Dr. Li wanted his friends and colleagues to be ready, not only by wearing protective gear, but by mentally preparing to cope with the impact of the new virus. The group had already been speculating that there might be an emerging SARS-related virus, and Dr. Li’s warning was a point of confirmation. 

His Arrest

Dr. Li’s message of warning went viral. He later noted that he quickly realized the situation had leapt out of his control, and that “I would probably be punished.” Only days later, the Wuhan Public Security Bureau brought Dr. Li in and had him sign a declaration saying he had made false statements that disrupted “public order.” After that, he was permitted to go back to work. 

Dr. Li was among a group of at least eight individuals detained by Wuhan authorities under the charge of “spreading rumors” in the early days of the pandemic. In a video distributed on social media, he told the public that he had, under threat of legal consequences, signed the police statement. He nevertheless believed it was his duty to speak out. He told the Caixan news outlet that “a healthy society” is one in which there is not just “one voice.”

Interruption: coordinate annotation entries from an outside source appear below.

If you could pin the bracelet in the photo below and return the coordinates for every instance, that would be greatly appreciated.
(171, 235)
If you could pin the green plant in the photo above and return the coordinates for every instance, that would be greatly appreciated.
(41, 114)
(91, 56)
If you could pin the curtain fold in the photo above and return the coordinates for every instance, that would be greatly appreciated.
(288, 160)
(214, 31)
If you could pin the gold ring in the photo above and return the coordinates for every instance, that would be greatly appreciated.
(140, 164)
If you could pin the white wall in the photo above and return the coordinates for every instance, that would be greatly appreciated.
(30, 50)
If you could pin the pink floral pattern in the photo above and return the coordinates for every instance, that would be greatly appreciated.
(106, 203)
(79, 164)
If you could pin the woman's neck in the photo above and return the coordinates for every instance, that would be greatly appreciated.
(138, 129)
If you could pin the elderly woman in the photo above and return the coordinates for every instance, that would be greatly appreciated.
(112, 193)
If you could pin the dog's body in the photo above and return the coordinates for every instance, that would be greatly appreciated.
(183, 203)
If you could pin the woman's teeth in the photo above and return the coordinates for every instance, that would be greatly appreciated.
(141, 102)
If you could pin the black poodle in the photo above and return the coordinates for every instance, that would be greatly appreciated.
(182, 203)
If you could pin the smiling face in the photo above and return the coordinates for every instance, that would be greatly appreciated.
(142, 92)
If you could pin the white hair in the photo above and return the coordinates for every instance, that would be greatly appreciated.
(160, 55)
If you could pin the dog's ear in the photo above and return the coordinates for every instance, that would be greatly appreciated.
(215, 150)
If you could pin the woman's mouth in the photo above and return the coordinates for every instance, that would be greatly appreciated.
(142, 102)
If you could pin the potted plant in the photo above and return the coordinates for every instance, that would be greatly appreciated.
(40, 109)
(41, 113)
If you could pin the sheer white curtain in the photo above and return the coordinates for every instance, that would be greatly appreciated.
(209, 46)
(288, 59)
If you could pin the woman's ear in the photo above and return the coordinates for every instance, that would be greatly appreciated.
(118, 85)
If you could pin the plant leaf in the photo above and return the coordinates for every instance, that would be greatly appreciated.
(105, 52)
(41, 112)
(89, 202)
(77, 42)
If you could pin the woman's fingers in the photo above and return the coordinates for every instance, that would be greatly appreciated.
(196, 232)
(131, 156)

Dr. Li also told media that if there had been transparency in China and in his local district—if officials had allowed accurate information to come out as soon as the new virus had been detected—the spread of the virus would have been less damaging.

His Death

After Dr. Li’s death, a floodgate of righteous anger and public grief spread over Chinese social media sites. Numerous individuals posted to message boards in his honor. They expressed their gratitude for his work as a front-line physician and excoriated the government officials and medical establishment who tried to silence him. Notably, many users publicly called on the government to provide greater transparency and freedom of speech. The government quickly moved to censor all such posts.

Weeks after the incident at Dr. Li’s local police station, when a fuller picture of the contagiousness and lethality of SARS-CoV-2 could be seen, the country’s Supreme Court expressed a different opinion. It belatedly vindicated him and other whistleblowers: “It might have been a fortunate thing,” said the high court, if the “rumors” Dr. Li and his colleagues tried to share had been publicized and publicly discussed.

As has become clear to experts after the fact, the Chinese government’s attempt to seize control of facts and distort the narrative almost certainly contributed to the spread of the disease. 

Tributes

After Dr. Li’s death, The New York Times quoted Tim Inglesby, director of the Johns Hopkins Bloomberg School of Public Health’s Center for Health Security. Inglesby noted that one of the “most important early warning systems” for detecting new outbreaks of disease is a front-line medical worker’s ability to identify patterns based on direct observation.

Inglesby told the Times that it is always extremely difficult to come forward and make unwelcome information known, as Dr. Li had. “It takes intelligence and courage,” he said. 

In June 2020, Dr. Li’s widow gave birth to a baby boy. Moments later, she wrote on her social media page, addressing her husband’s memory, “The last gift you gave me was born today.”